3. He Was Pretty Political
That same prolific scribe included more than most people would want to know about his personal political beliefs. The man, who was supposedly a US Army veteran, said that he wanted to raise taxes on the rich, cut taxes for the poor and to give people free healthcare. And to think that all this Robin Hood wanted was to live in a perfect world and have the adoration of one of the world's biggest pop stars...
4. He Was Sick Over Whitney
"I just can't stop thinking about you," he said in a letter. "Many times when I think of you I will start to shake. Please, Please give me a chance." He continued, "I saw a headline for an article in one of those things in the supermarket saying that you were married allready. I am sure they made it up, but I allmost broke down right then and there and I have still been sick for the last several days."
It kind of makes you feel bad for the guy--he was already a loner, and he was only creepy in an endearing, grown-up child kind of way. Regardless, he probably should have been a little more discreet.
5. One Fan Said He Was the "President of Europe"
This guy was about as crazy as the last fan was lonely. From Holland, he sent letters "of a threatening nature" to Houston, prompting an agent stationed in Brussels, Belgium to pop in and check up on the guy. He told the agent that he was the "President of Europe," and he claimed credit for the fall of the South African government and the subsequent election of Nelson Mandela there. The man, who worked at a plant nursery, told the agent that he wouldn't send any more letters after their exchange.
6. He Also Claimed to Have "Purchased Brazil"
That same man--you know, Mr. President--told the agent that he purchased the South American nation of Brazil for $66 billion, according to the LA Times. If it were true, it would be pretty remarkable that he was still employed at a Belgian plant nursery. Unfortunately for him, it's an exceptional falsehood.
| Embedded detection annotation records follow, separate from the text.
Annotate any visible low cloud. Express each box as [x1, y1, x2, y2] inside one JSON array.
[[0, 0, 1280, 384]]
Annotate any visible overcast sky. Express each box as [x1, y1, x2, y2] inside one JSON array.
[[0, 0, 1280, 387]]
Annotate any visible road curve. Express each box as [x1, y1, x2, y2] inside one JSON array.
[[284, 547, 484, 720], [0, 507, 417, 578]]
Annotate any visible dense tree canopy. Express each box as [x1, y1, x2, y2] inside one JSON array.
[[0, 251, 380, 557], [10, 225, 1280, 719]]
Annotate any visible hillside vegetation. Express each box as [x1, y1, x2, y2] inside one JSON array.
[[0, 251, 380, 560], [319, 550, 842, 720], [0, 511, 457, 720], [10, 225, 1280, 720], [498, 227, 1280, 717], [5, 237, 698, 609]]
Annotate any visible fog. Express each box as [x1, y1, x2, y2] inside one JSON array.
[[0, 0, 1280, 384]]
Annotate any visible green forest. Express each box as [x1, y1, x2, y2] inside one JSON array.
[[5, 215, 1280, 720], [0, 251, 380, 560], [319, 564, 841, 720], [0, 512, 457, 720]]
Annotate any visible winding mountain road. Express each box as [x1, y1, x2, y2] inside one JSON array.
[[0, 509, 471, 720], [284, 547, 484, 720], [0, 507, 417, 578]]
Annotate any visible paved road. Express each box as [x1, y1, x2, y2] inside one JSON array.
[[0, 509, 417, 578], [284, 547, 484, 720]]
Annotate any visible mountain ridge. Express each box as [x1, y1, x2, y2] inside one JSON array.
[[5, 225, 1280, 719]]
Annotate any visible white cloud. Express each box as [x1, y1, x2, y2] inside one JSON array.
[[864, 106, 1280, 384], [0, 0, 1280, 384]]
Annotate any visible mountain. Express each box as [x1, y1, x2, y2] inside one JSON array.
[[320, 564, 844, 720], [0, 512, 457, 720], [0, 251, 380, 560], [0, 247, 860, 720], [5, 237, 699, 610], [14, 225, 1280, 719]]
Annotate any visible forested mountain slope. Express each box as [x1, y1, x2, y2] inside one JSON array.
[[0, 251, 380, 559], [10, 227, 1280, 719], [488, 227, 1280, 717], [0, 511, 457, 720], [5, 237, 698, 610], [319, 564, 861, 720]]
7. He Was Apparently Pretty Musical
This guy also sent some cassettes along with his multitude of letters. They apparently contained songs that he wrote for Houston, which we truly wish we could show you here. When the FBI questioned him, they found that all he wanted to know was if Whitney had read any of his letters, and not to harm her in any way.
8. One Man Wanted Money... Or Else
In November of 1992, a man said that he required $250,000 or else he'd uncover details of a secret romance involving Houston. This news came shortly after her marriage to Bobby Brown, and it got the FBI's attention. Houston said that she had no idea what information the man might have. He had a lawyer contact Houston, saying that he'd "suffered emotional stress" on her behalf and that he may try to sue. The lawsuit never came to fruition, but he also mentioned that he'd received several high-priced offers for his knowledge. The information apparently never surfaced. According to the Christian Science Monitor, Houston considered the man extorting her to be a friend.
9. None of the Investigations Led to Criminal Charges
Even though there was an initial possibility of harm to Houston, the FBI concluded after their investigations that none of the parties posed any sort of threat. Aside from asking the men to cease their contact with Houston, no charges were pressed. Nonetheless, these cases of fanaticism are still pretty creepy. It's a wonder that the FBI didn't recommend the "President of Europe" as a candidate for psychiatric counseling, and that they didn't keep closer tabs on these men afterwards. It truly was a different time--nowadays, this kind of thing would get squashed in an instant, and the FBI may have fought harder to press charges.
10. The Cases Were Heavily Redacted
The cases are apparently 90% redacted, which means that many names and key pieces of information were removed from the documents before the FBI released them. It seems pretty typical for the FBI to hide so much information, but it seems as though there's much more to this situation than meets the eye, and we may never know the true end of it.